Bahia é contra proposta de banco para antecipar receitas da Libra; entenda

    Oferta prevê antecipação de 5% das arrecadações de TV por 15 anos

    Foto: Letícia Martins / EC Bahia

    Os clubes que integram a Libra analisam uma proposta do Banco Daycoval para antecipar parte das receitas futuras de direitos de transmissão do Campeonato Brasileiro. A oferta permite adesão individual, sem necessidade de consenso entre os integrantes do bloco — cenário que expõe posições diferentes entre os clubes, inclusive com o Bahia entre os que resistem ao modelo.

    A oferta prevê a liberação imediata de recursos em troca de 5% das cotas de televisão por 15 anos.
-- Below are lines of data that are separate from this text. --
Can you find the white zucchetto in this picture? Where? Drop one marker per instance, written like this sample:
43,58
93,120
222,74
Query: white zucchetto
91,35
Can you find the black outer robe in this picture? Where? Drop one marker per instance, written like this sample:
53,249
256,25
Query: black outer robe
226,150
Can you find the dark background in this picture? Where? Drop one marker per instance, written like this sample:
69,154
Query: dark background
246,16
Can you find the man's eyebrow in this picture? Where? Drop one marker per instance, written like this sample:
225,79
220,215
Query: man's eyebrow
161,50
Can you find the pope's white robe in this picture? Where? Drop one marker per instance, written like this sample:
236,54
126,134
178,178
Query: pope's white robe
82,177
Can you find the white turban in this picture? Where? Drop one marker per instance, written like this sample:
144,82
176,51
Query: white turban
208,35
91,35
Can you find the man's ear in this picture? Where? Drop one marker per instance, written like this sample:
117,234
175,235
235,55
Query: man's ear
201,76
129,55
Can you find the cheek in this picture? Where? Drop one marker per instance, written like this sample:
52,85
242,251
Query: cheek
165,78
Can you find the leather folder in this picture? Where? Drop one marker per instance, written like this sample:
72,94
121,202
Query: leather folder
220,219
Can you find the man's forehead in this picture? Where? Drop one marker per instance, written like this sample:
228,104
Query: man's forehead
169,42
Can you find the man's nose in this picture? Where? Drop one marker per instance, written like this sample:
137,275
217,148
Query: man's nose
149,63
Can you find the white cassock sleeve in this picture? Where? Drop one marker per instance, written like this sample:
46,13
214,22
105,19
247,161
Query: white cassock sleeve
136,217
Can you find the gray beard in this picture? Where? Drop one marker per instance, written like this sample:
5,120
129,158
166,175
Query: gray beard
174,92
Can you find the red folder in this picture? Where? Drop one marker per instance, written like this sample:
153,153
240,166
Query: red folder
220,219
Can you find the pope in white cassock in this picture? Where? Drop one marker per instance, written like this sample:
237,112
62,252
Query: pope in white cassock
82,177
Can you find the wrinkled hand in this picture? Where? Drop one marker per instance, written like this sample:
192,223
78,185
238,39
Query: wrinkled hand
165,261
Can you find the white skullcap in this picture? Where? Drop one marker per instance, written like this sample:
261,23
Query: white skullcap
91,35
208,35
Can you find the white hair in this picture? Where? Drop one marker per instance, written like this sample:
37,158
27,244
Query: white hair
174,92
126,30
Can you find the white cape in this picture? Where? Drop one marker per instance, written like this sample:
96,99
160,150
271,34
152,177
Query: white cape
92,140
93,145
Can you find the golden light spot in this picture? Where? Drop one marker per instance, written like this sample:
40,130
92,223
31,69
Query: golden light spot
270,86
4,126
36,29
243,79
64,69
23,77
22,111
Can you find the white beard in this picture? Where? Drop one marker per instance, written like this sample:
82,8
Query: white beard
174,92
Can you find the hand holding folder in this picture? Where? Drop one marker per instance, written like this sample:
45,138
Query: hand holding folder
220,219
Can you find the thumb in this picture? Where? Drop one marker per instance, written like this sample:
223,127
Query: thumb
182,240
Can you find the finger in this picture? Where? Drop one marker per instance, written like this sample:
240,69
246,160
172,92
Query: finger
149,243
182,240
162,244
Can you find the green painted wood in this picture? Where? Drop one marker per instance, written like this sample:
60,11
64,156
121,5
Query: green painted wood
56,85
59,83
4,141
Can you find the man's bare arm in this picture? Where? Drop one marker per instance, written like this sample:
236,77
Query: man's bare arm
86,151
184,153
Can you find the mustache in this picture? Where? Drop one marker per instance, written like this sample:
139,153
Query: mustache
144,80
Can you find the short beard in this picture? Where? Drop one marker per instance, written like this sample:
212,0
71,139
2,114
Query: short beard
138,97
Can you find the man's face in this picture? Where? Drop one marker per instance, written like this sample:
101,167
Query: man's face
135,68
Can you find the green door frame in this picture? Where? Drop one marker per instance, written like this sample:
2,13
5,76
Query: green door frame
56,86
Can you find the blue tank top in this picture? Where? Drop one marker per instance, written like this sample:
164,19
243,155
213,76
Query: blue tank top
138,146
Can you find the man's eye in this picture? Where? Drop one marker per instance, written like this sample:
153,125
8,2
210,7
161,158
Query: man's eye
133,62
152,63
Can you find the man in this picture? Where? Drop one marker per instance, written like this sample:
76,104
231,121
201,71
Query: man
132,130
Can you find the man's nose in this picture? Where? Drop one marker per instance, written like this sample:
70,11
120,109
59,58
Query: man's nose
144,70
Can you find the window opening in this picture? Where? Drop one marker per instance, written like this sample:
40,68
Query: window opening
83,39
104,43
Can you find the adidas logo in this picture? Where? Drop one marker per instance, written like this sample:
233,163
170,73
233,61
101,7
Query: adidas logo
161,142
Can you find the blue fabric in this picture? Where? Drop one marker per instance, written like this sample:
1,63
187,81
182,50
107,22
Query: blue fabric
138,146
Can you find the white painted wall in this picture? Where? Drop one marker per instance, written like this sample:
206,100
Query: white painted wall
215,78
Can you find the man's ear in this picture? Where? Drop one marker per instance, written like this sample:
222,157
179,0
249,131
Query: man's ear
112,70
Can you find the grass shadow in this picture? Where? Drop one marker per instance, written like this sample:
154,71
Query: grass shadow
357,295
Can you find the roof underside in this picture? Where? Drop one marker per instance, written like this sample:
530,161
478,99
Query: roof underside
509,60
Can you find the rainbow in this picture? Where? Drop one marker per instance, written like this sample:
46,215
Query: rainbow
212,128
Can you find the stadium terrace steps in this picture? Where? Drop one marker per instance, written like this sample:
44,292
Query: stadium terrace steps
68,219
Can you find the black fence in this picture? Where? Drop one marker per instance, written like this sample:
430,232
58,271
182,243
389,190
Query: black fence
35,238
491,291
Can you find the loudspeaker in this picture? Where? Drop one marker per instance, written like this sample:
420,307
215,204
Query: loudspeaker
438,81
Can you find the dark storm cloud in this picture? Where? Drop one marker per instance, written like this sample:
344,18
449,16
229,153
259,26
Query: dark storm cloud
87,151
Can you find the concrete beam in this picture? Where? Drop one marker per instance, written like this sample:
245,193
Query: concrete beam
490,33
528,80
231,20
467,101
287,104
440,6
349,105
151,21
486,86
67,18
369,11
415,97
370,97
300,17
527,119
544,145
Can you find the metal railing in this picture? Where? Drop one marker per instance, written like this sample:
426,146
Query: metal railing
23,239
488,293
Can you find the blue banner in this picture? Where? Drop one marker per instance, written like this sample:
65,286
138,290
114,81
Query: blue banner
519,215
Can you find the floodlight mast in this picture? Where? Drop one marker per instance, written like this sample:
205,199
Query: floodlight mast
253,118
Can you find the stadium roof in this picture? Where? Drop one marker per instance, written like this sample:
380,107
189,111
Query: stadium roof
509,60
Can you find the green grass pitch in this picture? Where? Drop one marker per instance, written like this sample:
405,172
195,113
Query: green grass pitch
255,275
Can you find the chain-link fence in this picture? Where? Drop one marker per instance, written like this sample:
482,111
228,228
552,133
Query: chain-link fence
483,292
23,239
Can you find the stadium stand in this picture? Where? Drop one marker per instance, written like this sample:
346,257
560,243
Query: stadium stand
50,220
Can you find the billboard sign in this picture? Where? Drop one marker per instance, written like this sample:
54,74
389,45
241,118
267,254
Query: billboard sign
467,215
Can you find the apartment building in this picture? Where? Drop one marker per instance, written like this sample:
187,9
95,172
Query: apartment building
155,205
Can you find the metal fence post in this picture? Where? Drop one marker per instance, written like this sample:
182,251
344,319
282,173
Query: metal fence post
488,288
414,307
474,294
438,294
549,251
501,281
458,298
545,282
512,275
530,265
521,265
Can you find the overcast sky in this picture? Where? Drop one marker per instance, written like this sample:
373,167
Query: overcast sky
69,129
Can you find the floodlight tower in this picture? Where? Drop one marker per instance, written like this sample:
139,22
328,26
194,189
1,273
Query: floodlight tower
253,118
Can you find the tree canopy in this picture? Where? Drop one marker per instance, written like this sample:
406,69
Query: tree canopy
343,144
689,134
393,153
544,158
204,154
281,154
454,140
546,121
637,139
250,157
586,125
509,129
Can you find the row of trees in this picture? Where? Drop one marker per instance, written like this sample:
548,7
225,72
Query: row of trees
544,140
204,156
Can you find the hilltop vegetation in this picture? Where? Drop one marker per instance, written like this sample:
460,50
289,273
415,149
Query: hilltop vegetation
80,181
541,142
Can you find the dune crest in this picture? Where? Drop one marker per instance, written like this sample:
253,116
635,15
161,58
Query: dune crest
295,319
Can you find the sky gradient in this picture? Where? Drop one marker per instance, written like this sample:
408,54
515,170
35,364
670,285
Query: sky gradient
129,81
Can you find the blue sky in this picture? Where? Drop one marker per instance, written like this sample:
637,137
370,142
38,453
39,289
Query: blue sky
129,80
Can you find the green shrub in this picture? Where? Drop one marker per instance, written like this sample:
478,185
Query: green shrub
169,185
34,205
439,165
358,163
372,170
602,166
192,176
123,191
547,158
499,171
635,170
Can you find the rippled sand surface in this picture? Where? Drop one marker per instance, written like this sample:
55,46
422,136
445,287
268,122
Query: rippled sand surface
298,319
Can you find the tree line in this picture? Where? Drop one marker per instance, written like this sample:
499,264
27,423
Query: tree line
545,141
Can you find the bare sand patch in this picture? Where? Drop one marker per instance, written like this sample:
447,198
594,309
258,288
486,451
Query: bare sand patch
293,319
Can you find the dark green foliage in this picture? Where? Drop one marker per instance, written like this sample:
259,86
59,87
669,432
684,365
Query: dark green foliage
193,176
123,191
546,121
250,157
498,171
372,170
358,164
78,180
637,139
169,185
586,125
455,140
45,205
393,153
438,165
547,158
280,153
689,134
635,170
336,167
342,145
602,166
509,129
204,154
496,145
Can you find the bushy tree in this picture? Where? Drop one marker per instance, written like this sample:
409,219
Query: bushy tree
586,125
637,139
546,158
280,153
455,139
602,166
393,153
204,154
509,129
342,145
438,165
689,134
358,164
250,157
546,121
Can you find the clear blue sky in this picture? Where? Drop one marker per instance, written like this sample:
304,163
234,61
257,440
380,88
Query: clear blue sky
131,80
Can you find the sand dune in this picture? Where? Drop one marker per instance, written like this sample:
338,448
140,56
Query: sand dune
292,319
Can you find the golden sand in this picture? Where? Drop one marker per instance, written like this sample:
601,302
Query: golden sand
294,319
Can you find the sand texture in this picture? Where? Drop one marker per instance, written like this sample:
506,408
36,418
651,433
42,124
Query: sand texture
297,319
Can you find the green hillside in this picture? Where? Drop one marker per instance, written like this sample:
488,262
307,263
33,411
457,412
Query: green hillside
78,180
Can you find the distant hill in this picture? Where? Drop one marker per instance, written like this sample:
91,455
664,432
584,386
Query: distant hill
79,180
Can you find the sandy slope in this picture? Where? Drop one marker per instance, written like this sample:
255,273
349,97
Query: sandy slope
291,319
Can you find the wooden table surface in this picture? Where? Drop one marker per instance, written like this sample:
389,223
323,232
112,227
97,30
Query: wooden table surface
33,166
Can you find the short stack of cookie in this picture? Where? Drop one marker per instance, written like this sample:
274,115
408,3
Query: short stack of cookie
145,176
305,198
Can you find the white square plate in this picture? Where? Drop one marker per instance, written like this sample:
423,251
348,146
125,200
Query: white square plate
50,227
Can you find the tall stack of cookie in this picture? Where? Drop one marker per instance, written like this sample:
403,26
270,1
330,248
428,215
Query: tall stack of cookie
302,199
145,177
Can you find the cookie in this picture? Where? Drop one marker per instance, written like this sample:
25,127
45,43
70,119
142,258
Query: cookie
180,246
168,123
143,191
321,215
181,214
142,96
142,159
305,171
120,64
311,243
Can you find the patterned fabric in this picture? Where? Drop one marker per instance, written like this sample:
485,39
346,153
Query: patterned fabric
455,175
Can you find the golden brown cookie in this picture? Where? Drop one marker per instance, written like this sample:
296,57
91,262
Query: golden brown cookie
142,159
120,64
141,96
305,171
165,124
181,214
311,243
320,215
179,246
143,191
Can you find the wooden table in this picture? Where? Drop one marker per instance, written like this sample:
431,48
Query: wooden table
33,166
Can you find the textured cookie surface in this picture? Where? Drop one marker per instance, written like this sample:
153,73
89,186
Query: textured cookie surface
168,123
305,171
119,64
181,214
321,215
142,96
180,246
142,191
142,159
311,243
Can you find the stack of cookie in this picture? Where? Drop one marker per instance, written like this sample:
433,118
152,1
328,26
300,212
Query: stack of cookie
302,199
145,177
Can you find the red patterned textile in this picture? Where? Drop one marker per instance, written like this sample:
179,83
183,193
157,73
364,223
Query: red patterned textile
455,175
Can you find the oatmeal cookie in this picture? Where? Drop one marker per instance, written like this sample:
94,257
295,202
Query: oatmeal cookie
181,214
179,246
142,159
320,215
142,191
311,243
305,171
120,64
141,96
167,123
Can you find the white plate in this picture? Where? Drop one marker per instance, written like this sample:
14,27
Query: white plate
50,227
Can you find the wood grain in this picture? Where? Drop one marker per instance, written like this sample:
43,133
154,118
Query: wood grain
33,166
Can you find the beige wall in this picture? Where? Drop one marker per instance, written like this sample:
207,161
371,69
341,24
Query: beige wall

Diferentemente de investidas anteriores no mercado, o modelo não exige a adesão de todos os integrantes do bloco para ser executado. Cada clube pode decidir individualmente se aceita ou não a antecipação.

    Pelo desenho apresentado, trata-se de uma operação estritamente financeira. Os clubes receberiam agora e devolveriam ao banco ao longo dos anos com base nos valores que terão a receber de emissoras como a TV Globo e outros detentores de direitos. Não há cessão de gestão, propriedades comerciais ou ingerência administrativa.

    Bahia entre os resistentes

    Segundo a apuração do jornalista Rodrigo Capelo, Bahia, Flamengo, Palmeiras e Red Bull Bragantino aparecem como os mais resistentes à proposta. No caso do Tricolor de Aço, o suporte financeiro do Grupo City reduz a necessidade de buscar liquidez imediata no mercado.

    A lógica é simples: sem pressão de caixa, não há motivo para comprometer receitas futuras.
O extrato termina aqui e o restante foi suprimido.